James A. Farell (1863-1941), who was president of U.S. Steel from 1911-1932, built a Tudor Revival mansion in Norwalk in 1911. Designed by Edward Moeller, the original half-timbered building building burned down in 1913 and a new mansion, designed by Tracy Walker and Leroy Ward, was constructed to replace it. A granite structure, the mansion was modeled on Elizabethan country homes, the architects having been sent to England at Farell’s expense to do research for the building. Called Rock Ledge, it was used as a summer home by Farell. The mansion’s later owners included the Sperry Rand Corporation, which developed the UNIVAC business computer on the property, and Hewitt Associates. Located at 40 Highland Avenue in Rowayton, The mansion is now owned by Graham Capital Management LP and is known as the Rock Ledge Financial Center.

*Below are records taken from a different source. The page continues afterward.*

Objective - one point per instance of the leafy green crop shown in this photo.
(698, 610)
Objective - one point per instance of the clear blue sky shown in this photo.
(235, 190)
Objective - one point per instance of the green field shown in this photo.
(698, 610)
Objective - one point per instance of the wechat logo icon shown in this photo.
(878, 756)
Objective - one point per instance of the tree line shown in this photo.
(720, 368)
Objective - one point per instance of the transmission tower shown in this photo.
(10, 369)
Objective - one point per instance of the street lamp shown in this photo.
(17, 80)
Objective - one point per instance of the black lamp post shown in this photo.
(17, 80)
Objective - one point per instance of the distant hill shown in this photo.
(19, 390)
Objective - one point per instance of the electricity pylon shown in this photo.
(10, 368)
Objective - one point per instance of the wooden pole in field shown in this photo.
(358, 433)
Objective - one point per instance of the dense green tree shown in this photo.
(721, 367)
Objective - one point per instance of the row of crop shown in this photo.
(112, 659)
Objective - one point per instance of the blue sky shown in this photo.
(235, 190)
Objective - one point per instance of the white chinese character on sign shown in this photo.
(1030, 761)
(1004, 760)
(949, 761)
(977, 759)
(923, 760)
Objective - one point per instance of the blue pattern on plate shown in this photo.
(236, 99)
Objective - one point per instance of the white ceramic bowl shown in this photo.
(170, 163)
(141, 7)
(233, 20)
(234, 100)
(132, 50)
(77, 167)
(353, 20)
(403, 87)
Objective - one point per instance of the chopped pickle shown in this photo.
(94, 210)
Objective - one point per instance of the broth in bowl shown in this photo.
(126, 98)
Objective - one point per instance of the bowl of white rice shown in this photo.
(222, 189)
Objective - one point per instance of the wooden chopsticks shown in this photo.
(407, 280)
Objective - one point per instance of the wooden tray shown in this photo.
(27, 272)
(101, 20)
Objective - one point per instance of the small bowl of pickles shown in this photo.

Lockwood–Mathews Mansion (1864)

Lockwood–Mathews Mansion

Happy New Year from Historic Buildings of Connecticut! One of Connecticut’s grandest houses is the Lockwood–Mathews Mansion in Norwalk. A 62-room Second Empire-style country house, it was built by LeGrand Lockwood, a New York City businessman and financier, who named the estate Elm Park. Construction of the mansion, designed by Detlef Lienau, begun in 1864 and took four years. Lockwood lavishly furnished his house and displayed art by Hudson River School painters, including the monumental Domes of the Yosemite by Albert Bierstadt. The depreciation of gold in 1869 was a series financial blow for Lockwood, who died in 1872. His heirs lost the estate through foreclosure in 1874. Charles D. Mathews bought the property in 1876 and it remained a residence of the Mathews family until the death of his daughter, Florence Mathews, in 1938. Sold to the City of Norwalk in 1941, the estate became a public park. After the city announced plans to demolish the mansion in 1959, preservationists formed a Common Interest Group and after a prolonged legal struggle were able to save it. The Junior League of Stamford-Norwalk arranged to lease the building from the city and formed the Lockwood-Mathews Mansion Museum of Norwalk, Inc. to restore and operate the mansion as a public museum. The mansion is now undergoing a new renovation, begun in 2007.